Como podemos manter um distanciamento discreto em relação a um escândalo de corrupção que se vale dos salários dos aposentados? Esquema de pirâmide, sem dó nem compaixão e instalado no governo da República. Não se trata de um governo A ou B, mas da corrupção envolvendo instituições federais e os pagamentos realizados pela previdência depois de décadas de arrecadações mensais ou de pagamentos voluntários.

A docilidade do brasileiro chega a ser absurda até mesmo porque o roubo não tem ideologia e nem partido específico, apesar de situações como essas se repetirem com frequência em governos de esquerda. Mais uma vez, não se trata de perseguição, mas sim de uma constatação. Para além das teorias e ciências políticas, o que se nota exaustivamente é a ausência plena de domínio técnico ou algo mais simples: prevaricação.

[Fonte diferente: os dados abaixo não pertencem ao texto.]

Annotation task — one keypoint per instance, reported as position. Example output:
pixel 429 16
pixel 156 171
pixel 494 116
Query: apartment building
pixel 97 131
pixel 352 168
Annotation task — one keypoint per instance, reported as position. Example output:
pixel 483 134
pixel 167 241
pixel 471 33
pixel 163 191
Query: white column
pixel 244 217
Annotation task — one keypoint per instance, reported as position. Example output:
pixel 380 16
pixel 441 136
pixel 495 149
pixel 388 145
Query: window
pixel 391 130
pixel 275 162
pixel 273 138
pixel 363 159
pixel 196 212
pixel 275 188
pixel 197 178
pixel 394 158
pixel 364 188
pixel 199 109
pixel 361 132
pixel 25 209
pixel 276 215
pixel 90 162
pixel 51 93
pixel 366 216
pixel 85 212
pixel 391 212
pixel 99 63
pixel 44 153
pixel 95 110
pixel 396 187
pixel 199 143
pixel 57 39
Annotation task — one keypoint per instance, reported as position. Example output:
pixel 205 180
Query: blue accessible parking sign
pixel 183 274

A divisão de renda ou a busca pela igualdade não poderiam ser confundidas com a aceitação de fraudes, muito menos de achaque aos rendimentos daqueles que se aposentaram, mesmo que ainda continuem trabalhando. O cinismo desconhece fronteiras e limites em nosso país. E o silêncio se torna mais constrangedor uma vez que pontual e direcionado.

Novos candidatos devem aparecer e se contarem com a empatia dos bens nascidos e educados, terão oportunidades para cruzarem esses limites sempre podendo ter a acusação aos outros como uma saída. Nosso problema nesses casos é sermos concessivos com o dolo, na medida em que alguns deles podem ser justificados e outros não. É assim que muitos aprenderam a saudar as revoluções, mesmo que elas tenham realizados saques e confiscos. Daí para diferenciar o que se passa com o crime organizado se torna difícil, para não dizer, incoerente.

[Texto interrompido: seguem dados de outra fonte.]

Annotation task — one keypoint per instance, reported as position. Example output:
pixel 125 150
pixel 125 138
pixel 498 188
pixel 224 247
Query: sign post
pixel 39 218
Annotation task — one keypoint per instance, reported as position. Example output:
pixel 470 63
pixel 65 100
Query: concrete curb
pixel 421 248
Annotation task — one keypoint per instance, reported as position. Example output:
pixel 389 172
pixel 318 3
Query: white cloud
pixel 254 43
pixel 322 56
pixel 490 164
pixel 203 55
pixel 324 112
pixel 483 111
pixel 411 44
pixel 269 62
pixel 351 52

E sobre esse caso, acompanhamos recentemente a negativa, ainda que informal, de que as principais gangues do crime organizado aqui do Brasil sejam classificadas como grupos terroristas, uma vez que não possuem uma ideologia que lhes dê cobertura para o que fazem. Conclui-se que somente praticam o crime motivados pelo lucro. Troquemos os sujeitos dessa sentença e podemos pensar o mesmo dos governos que se seguem no Brasil: não possuem ideologia e estão apenas pensando na maneira mais eficaz de se lucrar. Acredito que o disfarce ideológico sirva exatamente a uma finalidade que é a de manter as coisas como sempre foram, mesmo que passe a impressão de que há preocupação com o país e da parte do eleitor, que ele é cioso em relação ao bem público.

Coube ao historiador cearense Capistrano de Abreu (1853-1927) cunhar uma frase que mesmo que muito mencionada, faz todo o sentido e sempre está atualizada. Dizia Capistrano que a constituição brasileira deveria ser assim: “artigo primeiro: todo brasileiro fica obrigado a ter vergonha na cara; artigo segundo: revogam-se as disposições em contrário”.

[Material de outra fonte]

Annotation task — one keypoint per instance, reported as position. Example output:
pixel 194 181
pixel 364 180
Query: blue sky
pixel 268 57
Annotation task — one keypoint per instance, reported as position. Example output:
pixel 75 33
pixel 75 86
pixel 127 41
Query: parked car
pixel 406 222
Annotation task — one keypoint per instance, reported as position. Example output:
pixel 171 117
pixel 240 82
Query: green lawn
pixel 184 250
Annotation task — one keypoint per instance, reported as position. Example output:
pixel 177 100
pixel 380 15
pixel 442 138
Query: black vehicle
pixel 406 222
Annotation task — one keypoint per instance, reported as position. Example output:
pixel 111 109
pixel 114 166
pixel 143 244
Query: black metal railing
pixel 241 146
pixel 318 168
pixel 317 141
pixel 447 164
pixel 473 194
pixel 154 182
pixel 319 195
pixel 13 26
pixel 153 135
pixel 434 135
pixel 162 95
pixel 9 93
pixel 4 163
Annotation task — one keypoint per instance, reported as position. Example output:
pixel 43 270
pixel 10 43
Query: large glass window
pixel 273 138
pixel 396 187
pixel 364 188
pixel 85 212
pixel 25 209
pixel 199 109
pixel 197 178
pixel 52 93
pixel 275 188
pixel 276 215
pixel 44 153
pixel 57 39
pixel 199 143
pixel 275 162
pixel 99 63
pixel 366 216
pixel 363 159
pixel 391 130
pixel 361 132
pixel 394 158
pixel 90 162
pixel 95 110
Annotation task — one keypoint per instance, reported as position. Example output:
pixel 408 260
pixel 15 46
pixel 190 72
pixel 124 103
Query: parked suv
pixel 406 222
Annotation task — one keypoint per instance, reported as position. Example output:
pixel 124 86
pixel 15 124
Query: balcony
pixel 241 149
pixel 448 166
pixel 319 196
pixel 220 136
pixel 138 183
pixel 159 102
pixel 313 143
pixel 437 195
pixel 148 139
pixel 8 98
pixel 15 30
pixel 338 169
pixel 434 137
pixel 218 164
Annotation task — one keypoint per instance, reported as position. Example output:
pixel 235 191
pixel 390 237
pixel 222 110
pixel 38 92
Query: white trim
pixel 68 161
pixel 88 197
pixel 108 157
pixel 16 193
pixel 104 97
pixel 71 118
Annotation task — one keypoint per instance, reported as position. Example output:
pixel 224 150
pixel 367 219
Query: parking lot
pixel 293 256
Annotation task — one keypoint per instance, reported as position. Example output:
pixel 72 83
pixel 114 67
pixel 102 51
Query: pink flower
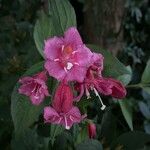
pixel 94 81
pixel 62 111
pixel 67 58
pixel 92 130
pixel 34 87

O sentimento contido nessa síntese é o da repetição dos escândalos de corrupção. Mas, o que pode ter dado suporte a essa interpretação é o fato de Capistrano ter vivido uma alteração radical na história brasileira que foi a passagem do governo imperial para o republicano. Consideremos essa mudança como um modelo referencial de outras que ocorreriam, mesmo que de menor monta, mas que foram vividas com grande intensidade. Revolução de 30 – que revolução não foi -, retorno à democracia no pós-guerra, golpe militar em 1964, campanha pelas eleições diretas em 1984, dentre outros casos.

Para cada um desses instantes, teve catarse, mesmo que sem purificação. Houve expectativas que cativaram e envolveram milhões de pessoas. E todas conheceram o fracasso expresso nas denúncias de corrupção ou no ataque aos cofres públicos. É exatamente por isso que recorremos aqui ao conceito de longa duração. O Brasil somente se permite conhecer quando tomado ao longo dos poucos mais de cinco séculos de sua existência enquanto uma nação nos moldes modernos.

No entanto, o tempo futuro poderá nos sinalizar que perdemos todos a partir do modelo de governo escolhido após a chegada dos portugueses, o mesmo podendo ser dito em relação à tragédia da escravidão que se caiu sobre todos nós do modo mais infeliz possível.

Nosso percurso histórico bem poderia nos fazer reconhecer que qualquer tentativa de propaganda patriótica somente pode ser recebida como escárnio. No mais, seguimos em nosso cotidiano, preocupado com as contas, a segurança, nossa saúde e tudo o que venha a nos humanizar.

Quando muito jovem, eu acreditava que a melhor saída do Brasil era o aeroporto.

Roubar na aposentadoria é o fim da picada e silenciar-se nas bolhas digitais sobre isso é, de longe, um grande objeto de estudos para o comportamento político.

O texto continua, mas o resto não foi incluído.